While this album was heavily inspired by Sune’s father’s passing, they chose to make the album sound full of life and inspired by surf culture. In a press release from the band, Sune explains, “I wanted to immerse myself in the surfing history of Southern California, where both Sharin and I reside, and incorporate various elements from this specific culture into each song both lyrically and musically.”
They were inspired by kids who want to change the world through surfing and skateboarding and kids “who weren’t afraid and who never let their creativity and dreams die,” and the kids who weren’t in it for commercial interest.
And they chose to try something completely new with their sound, incorporating harps, digital bit crushing, trying different ways of singing and guitar picking. Each song consists of completely different parts, unlike your classic Poptart-song consisting of verse, chorus, verse etc.

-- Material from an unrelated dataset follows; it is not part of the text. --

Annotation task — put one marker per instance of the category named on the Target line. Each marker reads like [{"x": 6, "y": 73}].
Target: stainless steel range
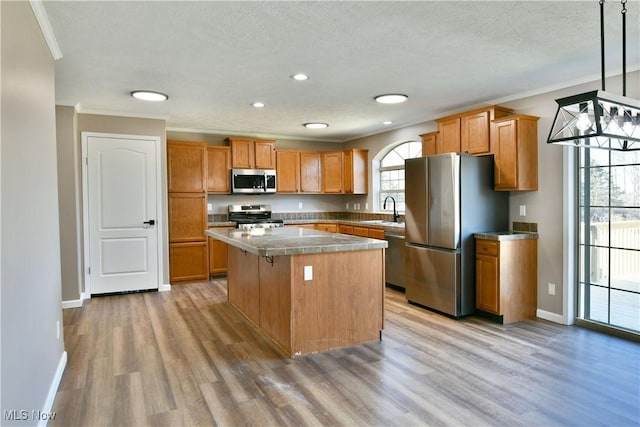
[{"x": 253, "y": 216}]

Sune explains this choice in musical direction, “we made a conscious decision to not have any ballads on this album, and we wanted it to roar like Pe’ahi. This album would only have been possible to make on the west coast. Sun, Surf, the pacific, vast spaces yet a sense of isolation.”
Having been born and raised in Hawaii, I can say that this album perfectly encapsulates the erie feeling that comes over you at certain parts of the island, especially when the weather is just about to take a turn for the worse. It's not all flower leis and hula dancers, there is a scary reality about the islands that's never talked about. This scary reality including meth addiction, murders, lost fathers and fading summers is just as real in any other place, yet often brushed over. And I believe this is the most fitting title for such a haunting album.